5.7_Q&A
5.7 Q&A
Q: What is Monte Carlo estimation?
A: Monte Carlo estimation refers to a broad class of techniques that use stochastic samples to solve approximation problems.
Q: What is the mean estimation problem?
A: The mean estimation problem refers to calculating the expected value of a random variable based on stochastic samples.
Q: How to solve the mean estimation problem?
A: There are two approaches: model-based and model-free. In particular, if the probability distribution of a random variable is known, the expected value can be calculated
based on its definition. If the probability distribution is unknown, we can use Monte Carlo estimation to approximate the expected value. Such an approximation is accurate when the number of samples is large.
Q: Why is the mean estimation problem important for reinforcement learning?
A: Both state and action values are defined as expected values of returns. Hence, estimating state or action values is essentially a mean estimation problem.
Q: What is the core idea of model-free MC-based reinforcement learning?
A: The core idea is to convert the policy iteration algorithm to a model-free one. In particular, while the policy iteration algorithm aims to calculate values based on the system model, MC-based reinforcement learning replaces the model-based policy evaluation step in the policy iteration algorithm with a model-free MC-based policy evaluation step.
Q: What are initial-visit, first-visit, and every-visit strategies?
A: They are different strategies for utilizing the samples in an episode. An episode may visit many state-action pairs. The initial-visit strategy uses the entire episode to estimate the action value of the initial state-action pair. The every-visit and first-visit strategies can better utilize the given samples. If the rest of the episode is used to estimate the action value of a state-action pair every time it is visited, such a strategy is called every-visit. If we only count the first time a state-action pair is visited in the episode, such a strategy is called first-visit.
Q: What is exploring starts? Why is it important?
A: Exploring starts requires an infinite number of (or sufficiently many) episodes to be generated when starting from every state-action pair. In theory, the exploring starts condition is necessary to find optimal policies. That is, only if every action value is well explored, can we accurately evaluate all the actions and then correctly select the optimal ones.
Q: What is the idea used to avoid exploring starts?
A: The fundamental idea is to make policies soft. Soft policies are stochastic, enabling an episode to visit many state-action pairs. In this way, we do not need a large number of episodes starting from every state-action pair.
Q: Can an -greedy policy be optimal?
A: The answer is both yes and no. By yes, we mean that, if given sufficient samples, the MC -Greedy algorithm can converge to an optimal -greedy policy. By no, we mean that the converged policy is merely optimal among all -greedy policies (with the same value of ).
Q: Is it possible to use one episode to visit all state-action pairs?
A: Yes, it is possible. If the policy is soft (e.g., -greedy) and the episode is sufficiently long.
Q: What is the relationship between MC Basic, MC Exploring Starts, and MC €-Greedy?

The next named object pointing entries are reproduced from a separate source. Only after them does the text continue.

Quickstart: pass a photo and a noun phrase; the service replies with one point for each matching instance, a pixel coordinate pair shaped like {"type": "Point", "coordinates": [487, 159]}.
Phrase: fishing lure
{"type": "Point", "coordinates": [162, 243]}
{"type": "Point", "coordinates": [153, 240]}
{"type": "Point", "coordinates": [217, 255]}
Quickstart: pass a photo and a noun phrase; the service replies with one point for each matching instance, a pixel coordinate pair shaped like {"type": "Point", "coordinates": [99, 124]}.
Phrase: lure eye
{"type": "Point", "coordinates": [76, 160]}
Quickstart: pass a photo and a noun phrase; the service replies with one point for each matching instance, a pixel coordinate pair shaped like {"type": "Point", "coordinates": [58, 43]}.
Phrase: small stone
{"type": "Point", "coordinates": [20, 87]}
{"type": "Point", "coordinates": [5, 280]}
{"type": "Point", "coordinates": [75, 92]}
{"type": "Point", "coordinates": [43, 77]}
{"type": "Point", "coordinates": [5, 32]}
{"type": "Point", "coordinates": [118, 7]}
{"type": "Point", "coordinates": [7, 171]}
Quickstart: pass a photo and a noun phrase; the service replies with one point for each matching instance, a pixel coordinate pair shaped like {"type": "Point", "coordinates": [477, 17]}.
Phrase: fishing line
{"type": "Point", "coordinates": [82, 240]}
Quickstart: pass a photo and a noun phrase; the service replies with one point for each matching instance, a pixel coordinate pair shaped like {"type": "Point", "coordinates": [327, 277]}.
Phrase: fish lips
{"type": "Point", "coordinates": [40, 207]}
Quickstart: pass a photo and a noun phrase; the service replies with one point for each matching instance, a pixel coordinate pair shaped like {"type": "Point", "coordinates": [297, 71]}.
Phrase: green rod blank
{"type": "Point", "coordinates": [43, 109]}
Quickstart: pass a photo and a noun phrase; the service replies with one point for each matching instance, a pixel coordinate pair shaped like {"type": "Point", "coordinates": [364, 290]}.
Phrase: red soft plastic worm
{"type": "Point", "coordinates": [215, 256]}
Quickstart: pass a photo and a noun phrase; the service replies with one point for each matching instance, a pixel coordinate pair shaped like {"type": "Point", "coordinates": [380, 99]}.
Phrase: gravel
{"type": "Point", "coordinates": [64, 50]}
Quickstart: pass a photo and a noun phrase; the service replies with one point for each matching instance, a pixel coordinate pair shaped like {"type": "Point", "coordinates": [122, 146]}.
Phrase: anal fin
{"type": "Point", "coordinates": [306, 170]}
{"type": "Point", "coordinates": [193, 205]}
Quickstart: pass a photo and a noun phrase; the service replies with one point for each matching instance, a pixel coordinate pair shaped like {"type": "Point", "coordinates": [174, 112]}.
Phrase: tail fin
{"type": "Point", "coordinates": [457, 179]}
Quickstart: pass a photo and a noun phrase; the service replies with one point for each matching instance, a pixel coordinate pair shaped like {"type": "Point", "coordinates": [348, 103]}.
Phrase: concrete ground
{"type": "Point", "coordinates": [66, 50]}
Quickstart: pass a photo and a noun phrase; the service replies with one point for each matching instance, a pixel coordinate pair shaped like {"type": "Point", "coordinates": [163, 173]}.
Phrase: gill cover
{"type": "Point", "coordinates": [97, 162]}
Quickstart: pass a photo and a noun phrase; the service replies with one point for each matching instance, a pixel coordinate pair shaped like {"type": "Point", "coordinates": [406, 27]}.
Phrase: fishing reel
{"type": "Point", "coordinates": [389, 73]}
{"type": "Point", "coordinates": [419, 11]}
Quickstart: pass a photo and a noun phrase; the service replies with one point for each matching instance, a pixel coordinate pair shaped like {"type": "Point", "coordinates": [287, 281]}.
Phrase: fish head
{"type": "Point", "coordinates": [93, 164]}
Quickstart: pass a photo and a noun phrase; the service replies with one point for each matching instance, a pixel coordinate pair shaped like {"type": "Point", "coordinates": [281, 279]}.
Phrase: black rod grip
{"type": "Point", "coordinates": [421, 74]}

A: MC Basic is the simplest MC-based reinforcement learning algorithm. It is important because it reveals the fundamental idea of model-free MC-based reinforcement learning. MC Exploring Starts is a variant of MC Basic that adjusts the sample usage strategy. Furthermore, MC -Greedy is a variant of MC Exploring Starts that removes the exploring starts requirement. Therefore, while the basic idea is simple, complication appears when we want to achieve better performance. It is important to split the core idea from the complications that may be distracting for beginners.
Chapter 6
Stochastic Approximation

Figure 6.1: Where we are in this book.
Chapter 5 introduced the first class of model-free reinforcement learning algorithms based on Monte Carlo estimation. In the next chapter (Chapter 7), we will introduce another class of model-free reinforcement learning algorithms: temporal-difference learning. However, before proceeding to the next chapter, we need to press the pause button to better prepare ourselves. This is because temporal-difference algorithms are very different from the algorithms that we have studied so far. Many readers who see the temporal-difference algorithms for the first time often wonder how these algorithms were designed in the first place and why they can work effectively. In fact, there is a knowledge gap between the previous and subsequent chapters: the algorithms we have studied so far are
non-incremental, but the algorithms that we will study in the subsequent chapters are incremental.
We use the present chapter to fill this knowledge gap by introducing the basics of stochastic approximation. Although this chapter does not introduce any specific reinforcement learning algorithms, it lays the necessary foundations for studying subsequent chapters. We will see in Chapter 7 that the temporal-difference algorithms can be viewed as special stochastic approximation algorithms. The well-known stochastic gradient descent algorithms widely used in machine learning are also introduced in the present chapter.